The president resumed work only six weeks ago because of elections. Nigeria needs a full-time president, not a part-time one. General Muhammadu Buhari will be a full-time president, ready to work every day. A full-time president will reset and redirect this nation and set it back on the right path. That is the way forward.
The second major reason is that after 16 years of start and stop, policy changes and no verifiable results, this country will benefit from a fresh pair of hands that will have another look at the problems that have defeated the PDP for 16 years. We simply cannot continue on this road that has failed us and expect different results. A vote for change is the first step in the expectation of different and better results.
Instead of running on their record of service, the party in power has chosen to become filmmakers, making one poorly-scripted documentary after the other. The tragedy is that after one year of TV propaganda dating back to March 2014, their bird has refused to fly. There is nothing to sell. The good governance road show died on arrival. And the captain was initially honest in Lagos to admit failure.
The PDP-led Federal Government has no credible record to defend or a roadmap to rectify the damage they have done to our body politic, our economy and all our institutions. It is perfectly understandable that when you have an indefensible record like theirs, you resort to despicable diversionary campaign, the like we have not seen before.

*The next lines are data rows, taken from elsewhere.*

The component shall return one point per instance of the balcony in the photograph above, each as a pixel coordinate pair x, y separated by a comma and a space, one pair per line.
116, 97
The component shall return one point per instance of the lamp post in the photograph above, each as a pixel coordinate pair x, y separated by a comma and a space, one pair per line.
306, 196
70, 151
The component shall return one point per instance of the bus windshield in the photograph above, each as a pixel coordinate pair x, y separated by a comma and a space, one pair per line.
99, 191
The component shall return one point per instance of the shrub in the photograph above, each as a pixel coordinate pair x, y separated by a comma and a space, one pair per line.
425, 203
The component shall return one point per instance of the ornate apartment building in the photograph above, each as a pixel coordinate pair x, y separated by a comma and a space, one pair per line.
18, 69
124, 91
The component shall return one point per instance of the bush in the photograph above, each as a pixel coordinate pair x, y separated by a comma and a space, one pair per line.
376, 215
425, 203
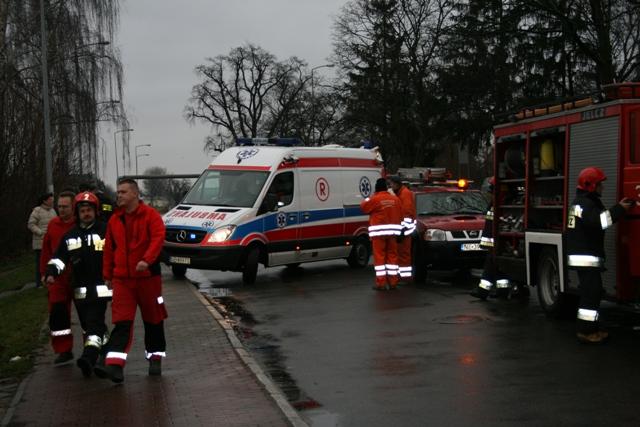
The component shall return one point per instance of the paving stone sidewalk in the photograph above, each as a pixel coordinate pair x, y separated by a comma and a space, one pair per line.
207, 380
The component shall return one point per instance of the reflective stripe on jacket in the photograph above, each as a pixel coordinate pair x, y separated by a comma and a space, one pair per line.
385, 214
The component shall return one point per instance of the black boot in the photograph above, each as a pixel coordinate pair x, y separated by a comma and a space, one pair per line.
155, 366
479, 293
63, 358
87, 361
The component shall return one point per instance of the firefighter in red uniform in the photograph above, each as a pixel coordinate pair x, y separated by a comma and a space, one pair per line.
59, 292
489, 273
408, 203
587, 220
131, 264
81, 248
385, 218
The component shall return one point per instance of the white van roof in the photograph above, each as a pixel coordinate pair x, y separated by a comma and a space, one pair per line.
269, 158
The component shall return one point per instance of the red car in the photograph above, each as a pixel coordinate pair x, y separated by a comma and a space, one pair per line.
450, 222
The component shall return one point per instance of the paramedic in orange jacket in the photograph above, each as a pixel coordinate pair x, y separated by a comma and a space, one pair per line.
408, 203
135, 234
59, 292
385, 217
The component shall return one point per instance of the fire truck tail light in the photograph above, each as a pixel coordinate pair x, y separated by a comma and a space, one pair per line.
435, 235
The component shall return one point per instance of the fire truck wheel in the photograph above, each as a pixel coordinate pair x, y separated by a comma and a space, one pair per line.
250, 270
553, 302
360, 254
178, 271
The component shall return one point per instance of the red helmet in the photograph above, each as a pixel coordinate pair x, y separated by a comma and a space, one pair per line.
589, 178
86, 197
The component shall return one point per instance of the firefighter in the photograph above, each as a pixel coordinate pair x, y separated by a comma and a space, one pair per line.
59, 293
385, 218
106, 204
81, 249
586, 223
489, 273
408, 203
135, 235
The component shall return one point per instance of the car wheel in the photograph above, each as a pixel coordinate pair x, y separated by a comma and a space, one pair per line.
179, 271
360, 254
552, 300
250, 270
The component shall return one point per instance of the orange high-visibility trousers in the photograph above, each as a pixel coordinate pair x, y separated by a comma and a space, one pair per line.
385, 260
405, 258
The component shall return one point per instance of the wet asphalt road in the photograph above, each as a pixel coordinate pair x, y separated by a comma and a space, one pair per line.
427, 355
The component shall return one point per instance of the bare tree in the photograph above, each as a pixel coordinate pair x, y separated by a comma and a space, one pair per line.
83, 74
246, 93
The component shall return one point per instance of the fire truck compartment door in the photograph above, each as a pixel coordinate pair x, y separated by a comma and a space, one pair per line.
631, 188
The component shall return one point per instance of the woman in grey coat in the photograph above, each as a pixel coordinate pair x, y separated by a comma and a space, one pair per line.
37, 224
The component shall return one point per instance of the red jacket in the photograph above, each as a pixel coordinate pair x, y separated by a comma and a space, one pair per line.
55, 232
385, 214
132, 238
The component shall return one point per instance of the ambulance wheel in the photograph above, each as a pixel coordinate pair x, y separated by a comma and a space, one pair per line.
250, 270
552, 301
360, 254
179, 271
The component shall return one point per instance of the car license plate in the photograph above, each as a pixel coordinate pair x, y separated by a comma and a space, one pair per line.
179, 260
470, 247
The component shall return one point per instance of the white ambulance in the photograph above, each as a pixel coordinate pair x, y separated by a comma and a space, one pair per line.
276, 203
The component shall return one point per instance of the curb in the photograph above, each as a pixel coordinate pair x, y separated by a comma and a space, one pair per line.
274, 392
14, 402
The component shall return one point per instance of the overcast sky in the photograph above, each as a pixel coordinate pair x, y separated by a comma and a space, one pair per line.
162, 41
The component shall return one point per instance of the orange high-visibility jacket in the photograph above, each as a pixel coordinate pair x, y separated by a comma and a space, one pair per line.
408, 202
385, 214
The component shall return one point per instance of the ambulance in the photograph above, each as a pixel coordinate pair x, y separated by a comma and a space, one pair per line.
277, 203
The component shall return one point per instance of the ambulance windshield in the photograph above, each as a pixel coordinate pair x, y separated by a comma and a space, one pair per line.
236, 188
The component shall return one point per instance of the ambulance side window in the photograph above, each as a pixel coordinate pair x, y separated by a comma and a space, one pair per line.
280, 190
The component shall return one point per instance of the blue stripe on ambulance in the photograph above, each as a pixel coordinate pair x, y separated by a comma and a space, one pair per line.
270, 222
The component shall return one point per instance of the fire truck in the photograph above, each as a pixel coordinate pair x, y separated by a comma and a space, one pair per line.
539, 153
450, 219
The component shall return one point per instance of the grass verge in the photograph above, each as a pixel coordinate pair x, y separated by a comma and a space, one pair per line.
16, 272
21, 317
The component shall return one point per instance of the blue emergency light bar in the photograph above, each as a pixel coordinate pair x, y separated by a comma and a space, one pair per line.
278, 142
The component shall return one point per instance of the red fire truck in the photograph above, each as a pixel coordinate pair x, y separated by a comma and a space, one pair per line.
538, 155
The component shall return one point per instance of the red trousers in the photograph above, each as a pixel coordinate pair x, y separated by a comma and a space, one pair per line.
60, 296
404, 258
128, 294
385, 260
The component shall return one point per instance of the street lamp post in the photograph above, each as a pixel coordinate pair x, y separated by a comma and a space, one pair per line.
115, 149
48, 156
313, 102
140, 155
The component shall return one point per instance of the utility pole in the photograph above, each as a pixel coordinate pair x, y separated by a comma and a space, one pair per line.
48, 158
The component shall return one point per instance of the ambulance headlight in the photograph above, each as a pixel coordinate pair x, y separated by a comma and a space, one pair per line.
435, 234
221, 234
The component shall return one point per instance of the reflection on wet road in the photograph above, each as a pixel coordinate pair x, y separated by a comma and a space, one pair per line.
426, 355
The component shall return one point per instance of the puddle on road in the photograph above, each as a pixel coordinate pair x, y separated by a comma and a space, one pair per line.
460, 319
266, 350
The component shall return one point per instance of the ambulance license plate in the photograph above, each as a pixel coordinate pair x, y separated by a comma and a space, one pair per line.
179, 260
470, 247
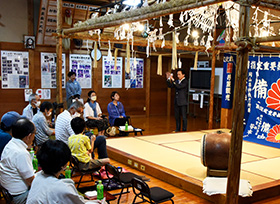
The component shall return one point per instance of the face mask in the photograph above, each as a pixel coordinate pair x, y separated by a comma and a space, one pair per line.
93, 98
38, 103
76, 114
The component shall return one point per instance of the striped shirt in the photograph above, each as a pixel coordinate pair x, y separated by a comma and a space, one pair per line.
63, 128
42, 129
79, 145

We have demonstrated and must continue to demonstrate that there is a gulf of difference between the APC and the PDP, not only in our visions (if they have any) and in our policies, but that we are willing to engage with them in a transparent and accountable manner. Our party, the APC, has presented a year 2015 Election Manifesto, while the only known manifesto of the PDP is dated 1999. We are committed to reinventing governance in Nigeria in order to solve our socio-economic and political challenges. We were farsighted when we established the Progressive Governors Forum (PGF), where these kinds of questions and issues have constantly been interrogated through effective research, knowledge sharing, consultations and policies at our quarterly fora.
So when the APC talks of change, what kind of change are we talking about? How do we plan to redefine the concepts of leadership and responsibility? The objective here is to demystify governance and restore ownership of the country to the sovereign – the citizens! It means that we must be accountable to the sovereign for our performance and how responsive we are to their wishes and demands. It means that the citizens will always retain the right to “hire and fire”. It means that we must embed the rule of law, political and civil liberties in our political culture. The culture of unbridled impunity must come to a grinding halt!
APC does not believe that the Federal Executive Council should be reduced to a bazaar which merely awards contracts to leaders of ethnic militia posing as socio–cultural groups to the detriment of constitutionally-established institutions and in subversion of the procurement laws. Were these contracts advertised? Where was due process here? We are certain that this session will, in many ways, give more clarity and further insight into the kind of change APC represents.
Babatunde Raji Fashola
An address at the 2015 1st Quarter Progressive Governance Session, March 23, 2015, at the Banquet Hall, Imo State Government House, Owerri.